The door opened and the young men re-emerged in only their Calvin Kleins, one black pair, one white, like two featherweights in a boxing ring. No older than 20. They got out a laptop. The idea appeared to be like roulette. You click and a human being appears, in real time. Click again. Click again. Eighty percent of the time they got a penis. The rest were quiet girls playing with their hair, groups of students who wanted to talk, shaven-headed thugs standing in front of their national flags. On the rare occasions it was a girl they would at once started typing: GET YOUR TITS OUT. Natalie asked them: boys, why are we doing this? You’ve got the real thing right here. But they kept on with the Internet. It seemed to Natalie that they were stalling for time. Or maybe they couldn’t do anything without the Net somewhere in the mix. You try it, Keisha, you try it, see who you get. Natalie sat at the laptop. She got a lonely boy in Israel who typed YOU NICE and took out his penis. You like being watched Keisha? Do you like it? We’ll leave it there, on the dresser. How d’you want it Keisha? Just tell us and we’ll do it. Anything. And still Natalie Blake knew she was in no danger. Just do what you want, said Natalie Blake.
But neither of them could really manage it at all, and soon they blamed each other. It’s him! It’s cos I’m looking at him, man. He’s messing with my groove. Don’t listen to him he ain’t got no groove.
They were satisfied to play about like teenagers. Natalie became very impatient. She was not a teenager anymore. She knew what she was doing. She did not feel she had to wait around hoping to be penetrated. She could envelop. She could hold. She could release.
She sat the boy in the black Calvins on the edge of bed, rolled his foreskin down, got on him, advised him not to touch her or otherwise move unless she said so. A narrow cock but not ugly. He said: you’re quite strong-minded innit Keisha. Know what you want and that. They say that about sistas don’t they? And to this, Natalie Blake replied: I really couldn’t give a fuck what they say. She could see the boy had no useful rhythm — it was better for both of them if he simply stayed still. She ground down on to him. Rocked. Finished very quickly, though not as quickly as his circumcised friend on the other side of the bed who gave a little groan, spurted dribblingly into his own hand and disappeared into the bathroom. Dinesh you little chief. Come back in here. Um. This is a bit weird. Where’s he gone? Just you and me. You come already, yeah? Fair enough. You know what I don’t think I’m gonna get there right at the moment Keisha. I feel a bit hot and bothered right now if I’m honest.
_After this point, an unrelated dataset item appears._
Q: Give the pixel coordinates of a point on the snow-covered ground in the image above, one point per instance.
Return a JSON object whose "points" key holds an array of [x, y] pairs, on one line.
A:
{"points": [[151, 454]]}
She released him. The boy flopped out of her, much reduced. She tucked it back in his pants. She started putting her clothes back on. The other one re-emerged from the loo looking sheepish. She had a spliff left over from Camden, and together they smoked it. She tried to get them to tell her something, anything, about the people who lived in this house but they wouldn’t be distracted from what they called their “chirpsing.” We should worship this girl man. Sista, are you ready to be worshipped? You’re a goddess in my eyes. All night long baby. Till you’re gonna be begging me to stop. Till six in the morning. Dinesh, man, I gotta be at work at eight.